Mandato Fugaz Osvaldo Sobrinho será senador por 120 dias

Todas as terças-feiras pela manhã, o ex-deputado federal Osvaldo Sobrinho (PTB-MT) desembarca no aeroporto de Brasília e procura seu motorista particular. Mal cruza o portão de desembarque e o cioso servidor abre os pulmões: “Senador, senador, aqui, aqui.” Alertados pelos gritos, parentes, amigos ou funcionários dos passageiros que chegam buscam sem sucesso algum figurão da política brasileira. Sobrinho acena ao motorista, a pequena multidão volta-se novamente ao portão de desembarque e este ex-deputado federal nascido em Pirapozinho, no interior de São Paulo, segue para cumprir mais um dos seus 120 dias como senador da República.
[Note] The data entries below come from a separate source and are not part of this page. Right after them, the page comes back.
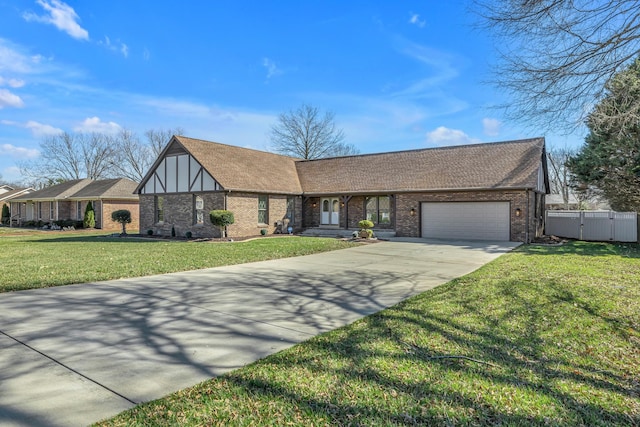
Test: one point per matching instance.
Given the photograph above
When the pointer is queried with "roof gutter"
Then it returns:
(435, 190)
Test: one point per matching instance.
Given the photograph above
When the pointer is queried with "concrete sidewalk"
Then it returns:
(76, 354)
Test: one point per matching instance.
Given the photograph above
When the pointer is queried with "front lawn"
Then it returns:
(38, 259)
(541, 336)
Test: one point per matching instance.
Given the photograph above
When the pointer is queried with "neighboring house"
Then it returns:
(8, 192)
(491, 191)
(68, 201)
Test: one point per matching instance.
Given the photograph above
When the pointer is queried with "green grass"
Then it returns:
(552, 335)
(37, 259)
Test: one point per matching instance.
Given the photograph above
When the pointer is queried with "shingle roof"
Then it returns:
(243, 169)
(58, 191)
(14, 193)
(512, 164)
(498, 165)
(120, 188)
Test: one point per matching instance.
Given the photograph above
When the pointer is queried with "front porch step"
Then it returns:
(341, 232)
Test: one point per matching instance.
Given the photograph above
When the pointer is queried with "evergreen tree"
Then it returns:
(89, 216)
(6, 215)
(122, 216)
(221, 219)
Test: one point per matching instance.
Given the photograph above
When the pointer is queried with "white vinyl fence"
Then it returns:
(601, 226)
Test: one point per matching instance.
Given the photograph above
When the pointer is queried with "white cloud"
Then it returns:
(37, 129)
(8, 99)
(118, 46)
(272, 68)
(14, 83)
(18, 152)
(491, 127)
(13, 61)
(40, 130)
(438, 65)
(94, 124)
(443, 136)
(11, 174)
(415, 20)
(60, 15)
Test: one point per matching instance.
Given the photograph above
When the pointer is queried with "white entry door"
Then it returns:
(330, 211)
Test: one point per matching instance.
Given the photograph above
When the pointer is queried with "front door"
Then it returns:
(330, 211)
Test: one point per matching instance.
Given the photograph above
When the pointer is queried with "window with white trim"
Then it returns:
(159, 207)
(198, 209)
(263, 206)
(378, 209)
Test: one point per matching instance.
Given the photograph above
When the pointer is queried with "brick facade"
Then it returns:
(109, 207)
(179, 213)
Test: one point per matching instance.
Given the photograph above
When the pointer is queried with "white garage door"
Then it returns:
(466, 220)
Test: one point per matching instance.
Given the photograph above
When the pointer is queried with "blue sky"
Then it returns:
(397, 75)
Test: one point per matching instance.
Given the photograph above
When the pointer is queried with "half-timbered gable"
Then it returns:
(179, 172)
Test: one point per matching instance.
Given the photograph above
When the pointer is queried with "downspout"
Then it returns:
(526, 233)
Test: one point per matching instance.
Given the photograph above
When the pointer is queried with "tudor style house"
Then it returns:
(68, 201)
(492, 191)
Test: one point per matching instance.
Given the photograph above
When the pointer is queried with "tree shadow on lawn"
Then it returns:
(522, 365)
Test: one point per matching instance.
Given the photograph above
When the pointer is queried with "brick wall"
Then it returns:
(245, 210)
(110, 206)
(409, 226)
(179, 213)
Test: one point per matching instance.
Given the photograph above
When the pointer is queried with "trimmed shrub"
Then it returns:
(89, 216)
(221, 219)
(6, 215)
(365, 224)
(122, 216)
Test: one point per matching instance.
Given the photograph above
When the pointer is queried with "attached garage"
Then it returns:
(466, 220)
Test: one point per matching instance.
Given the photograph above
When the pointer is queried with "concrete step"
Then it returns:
(341, 232)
“Os parlamentares só trabalham mesmo pensando nas eleições seguintes”
Osvaldo Sobrinho, senador

O exaltado motorista de Sobrinho é uma exceção. Poucas pessoas em Brasília sabem quem é Osvaldo Sobrinho. Segundo suplente do senador mais votado de Mato Grosso nas eleições de 2006, Jayme Campos (DEM-MT), Sobrinho só conseguiu ocupar o gabinete de número 24 da Ala Teotônio Vilela do Senado Federal no início de setembro por conta de uma intrincada engrenagem política com vistas às eleições de 2010. Campos licenciou-se até o fim do ano e o primeiro suplente, Luiz Antônio Pagot (PR-MT), não quis abrir mão do cargo de diretor-geral do Departamento Nacional de Infraestrutura de Transportes, o Dnit. “O Jayme está meio cansado, tem que reorganizar o partido no Estado, e o Pagot prefere administrar o orçamento de R$ 16 bilhões do Dnit”, disse, pouco antes de entrar no Congresso.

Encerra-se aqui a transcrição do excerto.